Le YC des débuts était une famille, et Jessica en était la maman. Et la culture qu'elle a définie était l'une des innovations les plus importantes de YC. La culture est importante dans toute organisation, mais chez YC, la culture n'était pas seulement la façon dont nous agissions lorsque nous construisions le produit. Chez YC, la culture était le produit.
Jessica était aussi la maman dans un autre sens : elle avait le dernier mot. Tout ce que nous faisions en tant qu'organisation passait d'abord par elle — qui financer, quoi dire au public, comment traiter avec d'autres entreprises, qui embaucher, tout.
Avant d'avoir des enfants, YC était plus ou moins notre vie. Il n'y avait pas de réelle distinction entre les heures de travail et le reste. Nous parlions de YC tout le temps. Et bien qu'il puisse y avoir certaines entreprises qu'il serait ennuyeux de laisser infecter votre vie privée, nous aimions cela. Nous avions commencé YC parce que c'était quelque chose qui nous intéressait. Et certains des problèmes que nous essayions de résoudre étaient infiniment difficiles. Comment reconnaître de bons fondateurs ? On pourrait en parler pendant des années, et nous l'avons fait ; nous le faisons encore.
Je suis meilleur dans certaines choses que Jessica, et elle est meilleure dans certaines choses que moi. L'une des choses dans lesquelles elle excelle est le jugement des gens. Elle est l'une de ces rares personnes avec une vision aux rayons X pour le caractère. Elle peut voir à travers n'importe quel imposteur presque immédiatement. Son surnom au sein de YC était le Radar Social, et ce pouvoir spécial qu'elle avait était crucial pour faire de YC ce qu'il est. Plus vous choisissez tôt des startups, plus vous choisissez les fondateurs. Les investisseurs en phase avancée peuvent essayer des produits et examiner des chiffres de croissance. À l'étape où YC investit, il n'y a souvent ni produit ni chiffres.
D'autres pensaient que YC avait une sorte d'intuition spéciale sur l'avenir de la technologie.
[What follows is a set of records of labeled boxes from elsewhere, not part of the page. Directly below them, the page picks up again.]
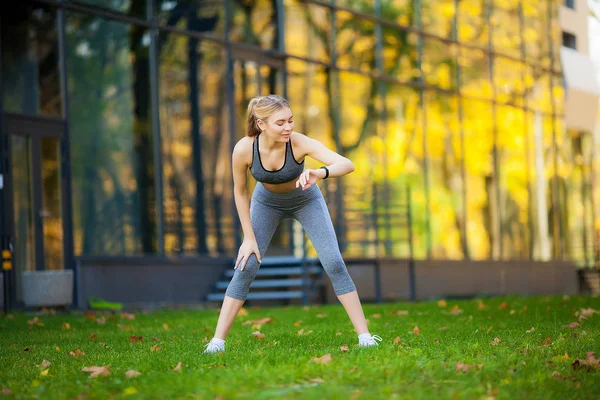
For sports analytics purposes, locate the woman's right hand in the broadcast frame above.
[233,239,262,271]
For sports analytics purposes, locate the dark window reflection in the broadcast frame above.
[0,2,62,116]
[70,0,147,18]
[228,0,283,49]
[156,0,225,39]
[159,34,234,255]
[66,13,157,254]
La plupart du temps, nous avions le même genre d'intuition que Socrate prétendait : nous savions au moins que nous ne savions rien. Ce qui a rendu YC réussi, c'était d'être capable de choisir de bons fondateurs. Nous pensions qu'Airbnb était une mauvaise idée. Nous l'avons financé parce que nous aimions les fondateurs.
Lors des entretiens, Robert, Trevor et moi posions aux candidats des questions techniques. Jessica regardait principalement. Beaucoup de candidats la percevaient probablement comme une sorte de secrétaire, surtout au début, parce qu'elle était celle qui allait chercher chaque nouveau groupe et elle ne posait pas beaucoup de questions. Cela ne la dérangeait pas. Il lui était plus facile d'observer les gens s'ils ne la remarquaient pas. Mais après l'entretien, nous nous tournions tous les trois vers Jessica et demandions : "Que dit le Radar Social ?" [1]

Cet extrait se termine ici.